The idea of the program is simple: it will run each process in a separate thread. This runner thread will read the output of the program (both stdout and stderr, I just don't care) and send this to the main thread. This way, there will always single thread writing the actual output.

The communication between threads will happen through Control.Concurrent.Chan, and we will be sending simple messages:

data Msg = Quit                 -- ^The process finished
         | Msg Int ByteString   -- ^A single line of output

The number in the message will indicate which child process is sending the line and will be used to pick a color.

The thread for consuming these messages and printing the data is not too complex. It's a loop that keeps track of the number of running processes. In each iteration, we read a single message from the channel and depending on what it is, we either decrement the process counter or print the message wrapped in ANSI color sequences.

printer :: Chan Msg -> Int -> IO ()
printer _ 0 = return ()
printer chan num = do
    msg <- readChan chan
    case msg of
        Quit -> printer chan (num - 1)
        Msg i d -> do
            B.putStr $ colored i d
            reader chan num

colored :: Int -> ByteString -> ByteString
colored i d = let col = colors !! i
              in "\ESC[" <> col <> ";1m" <> d <> "\ESC[0m\n"
  where
    colors = cycle ["36", "35", "32", "33", "34", "31"]

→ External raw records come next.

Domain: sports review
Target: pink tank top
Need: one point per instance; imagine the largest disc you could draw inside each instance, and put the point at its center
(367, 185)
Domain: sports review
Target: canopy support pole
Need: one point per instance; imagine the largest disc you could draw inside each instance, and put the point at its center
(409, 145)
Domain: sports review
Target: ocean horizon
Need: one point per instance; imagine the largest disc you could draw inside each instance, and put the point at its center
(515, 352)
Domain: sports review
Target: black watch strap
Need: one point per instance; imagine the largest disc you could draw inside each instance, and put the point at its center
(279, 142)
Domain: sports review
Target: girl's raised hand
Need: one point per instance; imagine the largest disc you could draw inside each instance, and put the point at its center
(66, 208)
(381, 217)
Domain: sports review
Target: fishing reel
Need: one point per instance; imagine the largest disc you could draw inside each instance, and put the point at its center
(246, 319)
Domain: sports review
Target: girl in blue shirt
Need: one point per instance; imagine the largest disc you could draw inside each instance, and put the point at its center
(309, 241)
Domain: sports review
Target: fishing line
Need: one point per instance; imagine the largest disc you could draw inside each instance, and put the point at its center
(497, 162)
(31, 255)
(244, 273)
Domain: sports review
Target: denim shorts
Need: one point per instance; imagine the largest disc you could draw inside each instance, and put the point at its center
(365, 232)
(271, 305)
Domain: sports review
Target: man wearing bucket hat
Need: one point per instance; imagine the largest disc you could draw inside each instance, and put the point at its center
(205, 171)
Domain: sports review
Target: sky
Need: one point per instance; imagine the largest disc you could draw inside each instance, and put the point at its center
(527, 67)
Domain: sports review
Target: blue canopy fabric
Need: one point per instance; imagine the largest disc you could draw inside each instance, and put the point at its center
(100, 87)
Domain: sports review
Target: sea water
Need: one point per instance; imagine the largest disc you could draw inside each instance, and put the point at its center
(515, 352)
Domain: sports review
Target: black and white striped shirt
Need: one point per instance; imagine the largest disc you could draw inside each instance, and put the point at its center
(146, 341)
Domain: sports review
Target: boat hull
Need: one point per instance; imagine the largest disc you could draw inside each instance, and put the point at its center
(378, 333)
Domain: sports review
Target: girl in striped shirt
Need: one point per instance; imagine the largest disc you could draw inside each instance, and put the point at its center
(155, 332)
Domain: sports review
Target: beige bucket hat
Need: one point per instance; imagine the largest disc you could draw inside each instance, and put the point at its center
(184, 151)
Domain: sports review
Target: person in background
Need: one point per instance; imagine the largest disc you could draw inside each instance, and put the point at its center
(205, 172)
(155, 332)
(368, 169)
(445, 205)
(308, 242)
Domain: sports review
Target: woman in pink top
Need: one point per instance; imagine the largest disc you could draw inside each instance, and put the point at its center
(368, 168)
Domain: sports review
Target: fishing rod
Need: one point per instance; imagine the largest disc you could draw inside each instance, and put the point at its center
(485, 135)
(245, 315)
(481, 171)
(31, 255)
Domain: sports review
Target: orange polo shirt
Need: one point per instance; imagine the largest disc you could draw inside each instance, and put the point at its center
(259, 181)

Reading the output of a random program is a bit more involved. As input, we will submit the channel, process number and a string with the command.

There is a very helpful tutorial for Data.Conduit.Process which contains an example. We can adapt this to our needs.

The biggest hurdle here is that glibc will by default line-buffer standard output if it goes to interactive terminal, but as soon as we redirect it to a pipe, it gets fully buffered in 4 KiB blocks.

This is definitely not what we want. There are a few ways to mitigate this: the easiest is to use stdbuf executable, which modifies the buffering mode. The problem with it is that it does not work for all cases, especially for commands involving piping data between multiple processes.

Another attempt that I made was to use a pseudoterminal. This approach is however quite complex, and I failed to get it running reliably.

In the end I settled for script command. By using the -c argument it can run a complex command and it handles buffering just the way I wanted.

runProcess :: Chan Msg -> Int -> String -> IO ()
runProcess chan' i cmd = do
    let cmd' = "script -qfc \"" <> cmd <> "\" /dev/null"
    (ClosedStream, fromProcess, fromProcessErr, cph) <-
        streamingProcess (shell cmd')

    let output h = CB.sourceHandle h $$ CB.lines =$ CL.mapM_
            (writeChan chan . Msg i)

    _ <- runConcurrently $
        Concurrently (output fromProcess) *>
        Concurrently (output fromProcessErr) *>
        Concurrently (waitForStreamingProcess cph)

    writeChan chan Quit

All that is left to do is to tie it all together: get command line arguments, spawn a thread for each one and run the printer function in the main thread. We will create the channel with one duplicate: the copy will be shared by all worker threads.

main :: IO ()
main = do
    args <- getArgs
    readEnd <- newChan
    writeEnd <- dupChan readEnd

    mapM_ (forkIO . uncurry (runProcess writeEnd)) (zip [0..] args)

    reader readEnd (length args)

The program can now be used like this:

$ race "python -m SimpleHTTPServer" "make rebuild-on-change"

Arguably, it is just a glorified wrapper for the & Bash functionality and wait command. Nonetheless, I still consider it useful.

You can get the whole project including cabal file with list of dependencies on GitHub.